Menteur
© Gaumont

Menteur

Menteur
„Menteur“ // Deutschland-Start: nicht angekündigt

Inhalt / Kritik

Eigentlich ist das Leben von Jérôme Berada (Tarek Boudali) ziemlich gut: Er ist erfolgreich bei der Arbeit, ist gesund, hat ein funktionierendes Umfeld. Wäre da nur nicht sein Hang, jedes Mal zu lügen, wenn er den Mund aufmacht. Damit treibt er regelmäßig seinen Bruder Thibault (Artus) und seine Eltern Salim (Karim Belkhadra) und Geneviève (Catherine Hosmalin) in den Wahnsinn. Und auch bei der Arbeit für eine Werft ist er für seine Lügen bekannt, wenngleich sie ihn dort immer wieder gewähren lassen, umgarnt er doch gekonnt die Kunden. Und diese Fähigkeit ist gefragt, brauchen sie doch dringend den neuen Auftrag bei einem russischen Oligarchen, damit das Unternehmen überleben kann. Dummerweise entwickelt diese Fähigkeit jedoch ausgerechnet in der wichtigsten Phase eine unerwünschte Nebenwirkung: Jede Lüge, die Jérôme erzählt, wird auf einmal wahr …

Wenn Sprache Konsequenzen hat

Sprache ist in Komödien, sofern es sich nicht um reine Slapstick-Filme handelt, von größter Bedeutung. In ihr spiegeln sich die Figuren wieder, können Witze geteilt oder skurrile Figuren gezeichnet werden. Dass Sprache selbst thematisiert wird, ist hingegen eine Seltenheit. Meistens nimmt man sie für selbstverständlich. Dabei hat es durchaus komisches Potenzial, wenn vermeintlich harmlose Worte auf einmal direkte Konsequenzen haben. Noch tausend Worte und Der Ja-Sager sind Beispiele dafür, wie dieses Potenzial genutzt werden sollte, indem Sprache mit einem Fluch belegt wurde. Und auch Menteur geht in diese Richtung, wenn auf einmal jede Lüge zu einer Wahrheit wird, so unwahrscheinlich und unmöglich diese auch sein mag.

Ganz neu ist diese Idee nicht. Schon 2019 erschien in Kanada ein gleichnamiger Film mit einer ähnlichen Prämisse. Regisseur und Drehbuchautor Olivier Baroux, der in Frankreich die sehr beliebte Reihe Les Tuche gedreht hat und selbst als Comedian bekannt ist, adaptierte den Stoff nun für den französischen Markt. Universell genug ist er ja auch. Wir alle kennen Leute, die völlig ungeniert das Blaue vom Himmel herunterlügen. Manche werden mit dieser Eigenschaft sogar Präsidenten. Wie einem solchen Münchhausen vorgeführt wird, was seine Worte letztendlich bedeuten, das ist schon mit einer gewissen Schadenfreude verbunden. Spaß macht auch, wenn in Menteur völlig absurde Geschichten auf einmal Realität werden. Ein Running Gag ist beispielsweise, dass auf einmal Wale vor der Küste Frankreichs herumschwimmen, als wäre das das Normalste der Welt.

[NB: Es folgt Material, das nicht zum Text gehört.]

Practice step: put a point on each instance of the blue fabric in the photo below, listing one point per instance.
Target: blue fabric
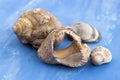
(20, 62)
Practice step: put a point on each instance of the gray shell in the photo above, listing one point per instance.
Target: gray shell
(73, 56)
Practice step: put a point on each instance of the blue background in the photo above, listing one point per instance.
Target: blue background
(20, 62)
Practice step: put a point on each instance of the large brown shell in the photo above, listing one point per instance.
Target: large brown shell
(33, 26)
(73, 56)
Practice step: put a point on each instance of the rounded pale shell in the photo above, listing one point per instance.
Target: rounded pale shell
(86, 32)
(101, 55)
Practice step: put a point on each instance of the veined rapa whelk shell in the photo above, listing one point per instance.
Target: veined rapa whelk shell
(87, 32)
(33, 26)
(101, 55)
(73, 56)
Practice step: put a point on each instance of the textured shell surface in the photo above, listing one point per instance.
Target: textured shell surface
(101, 55)
(74, 55)
(33, 26)
(87, 32)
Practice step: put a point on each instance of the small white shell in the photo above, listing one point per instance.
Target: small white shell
(87, 32)
(101, 55)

Amüsant, albern, etwas schlampig

Das ist auch deshalb komisch, weil Jérôme der Einzige ist, der die wahre Welt kennt und deshalb erkennt, wie grotesk diese Lügenwelt ist. Tarek Boudali (30 Days Left, Alibi.com) ist für eine solche Rolle eine gute Besetzung. Kaum einem gelingt so schön wie ihm, Fassungslosigkeit zu verdeutlichen. Die Mischung aus Dreistigkeit und Charme liegt ihm ohnehin. Wenn Menteur später eine ernstere Richtung einschlägt, gerade auch im Hinblick auf die Gründe des pathologischen Lügens, funktioniert das mit ihm auch noch relativ gut. Der obligatorische Sinneswandel – am Ende solcher Geschichten muss die Hauptfigur nun einmal eine Entwicklung durchgemacht haben – mag nicht originell sein. Anspruchsvoll sowieso nicht, viele Gags sind schon recht albern. Aber es ist doch alles recht ansprechend umgesetzt.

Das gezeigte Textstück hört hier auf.